There's more keeping me awake. I bought a book for my old friend Michele's birthday, but haven't sent it yet, even though I missed the day and keep getting more and more belated. But it's not really just a book, it's The Book, for me, at least, and holding a copy and reading passages feels like communion with the dearest of old friends. It's Peter Matthiessen's The Snow Leopard (and I just accidentally typed "Snot" instead of "Snow" which is important because I can get way carried away with goofy gravitas and silly solemnity when I'm trying to talk about My Favorite Book in the Whole Wide World...)

From the introduction by Pico Iyer:

The haunting beauty of the book--what comes to make it a modern classic--has relatively little to do with the fact that it describes a land (the Tibetan Plateau region of Nepal) that few travelers had seen in 1973....It comes, rather, from a rare mix of discovery and loss. The drama, the excitement of any classic record of an adventure comes from giving us the heart-pounding sense of traveling to some state, inner and outer, that few people have had the chance to see before; and yet what gives that a larger resonance here, and places it inside an elegant frame, is the sense, too, in every moment, that excitements fade, that everything moves on, that even the epiphanies and discoveries that seemed so exhilarating yesterday will soon be forgotten as the world flows on. You can't hold on to anything.


I've been thrilled and moved and changed yet again each time I've read The Snow Leopard, but it's the account of Matthiessen's journey off the Crystal Mountain that kills me every time. The journey out of the lofty place of insight, wisdom and discovery back to the filth and destitution of the suburbs of Katmandu, back to the inevitable disappointments that even an experienced practitioner of Zen tolerance can't avoid.

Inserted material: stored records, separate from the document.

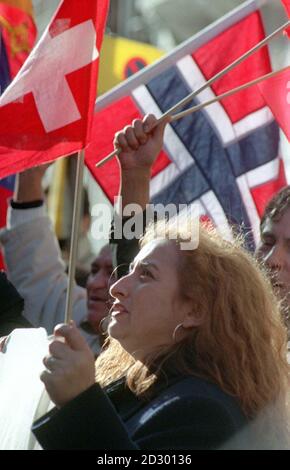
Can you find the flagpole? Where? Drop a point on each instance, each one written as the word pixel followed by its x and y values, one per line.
pixel 220 74
pixel 200 106
pixel 75 234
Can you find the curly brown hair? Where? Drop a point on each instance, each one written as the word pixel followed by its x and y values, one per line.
pixel 240 345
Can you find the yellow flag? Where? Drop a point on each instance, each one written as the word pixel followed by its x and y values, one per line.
pixel 25 5
pixel 120 58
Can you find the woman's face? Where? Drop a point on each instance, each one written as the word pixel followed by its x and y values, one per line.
pixel 148 306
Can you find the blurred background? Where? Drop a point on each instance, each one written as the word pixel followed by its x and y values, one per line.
pixel 163 24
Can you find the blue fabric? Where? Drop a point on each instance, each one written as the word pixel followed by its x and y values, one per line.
pixel 216 167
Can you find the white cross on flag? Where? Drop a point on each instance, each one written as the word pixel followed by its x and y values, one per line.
pixel 47 110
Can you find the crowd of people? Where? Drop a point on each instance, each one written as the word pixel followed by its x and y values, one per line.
pixel 170 348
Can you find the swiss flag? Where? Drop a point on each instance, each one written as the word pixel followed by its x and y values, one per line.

I try on a Zen edict as I'm pedaling down Kenilworth Avenue toward that red glowing sky at the end of the tunnel: "It doesn't matter." Catching sight of the elusive snow leopard, seeking insight instead of allowing it to come, capturing the moment instead of living it, even writing, none of it matters, does it?

It's an interesting idea but I come to a full dead stop when my mind, of course, flies to the children. I poked my head in their dark bedrooms this morning before I got on the bike. Mia lay in a hump in the middle of her bed, pillow abandoned, just her dear little head on the mattress. Like they used to sleep when they were babies in the crib. The Buddha's "desire is the source of all suffering" is a masculine concept. He was a man, after all. I cannot reject attachment. Don't want to. Perhaps I am just a tourist on the journey to enlightenment - I can't resist a peek at the gift shop. Might find a cute something or other to delight my little ones.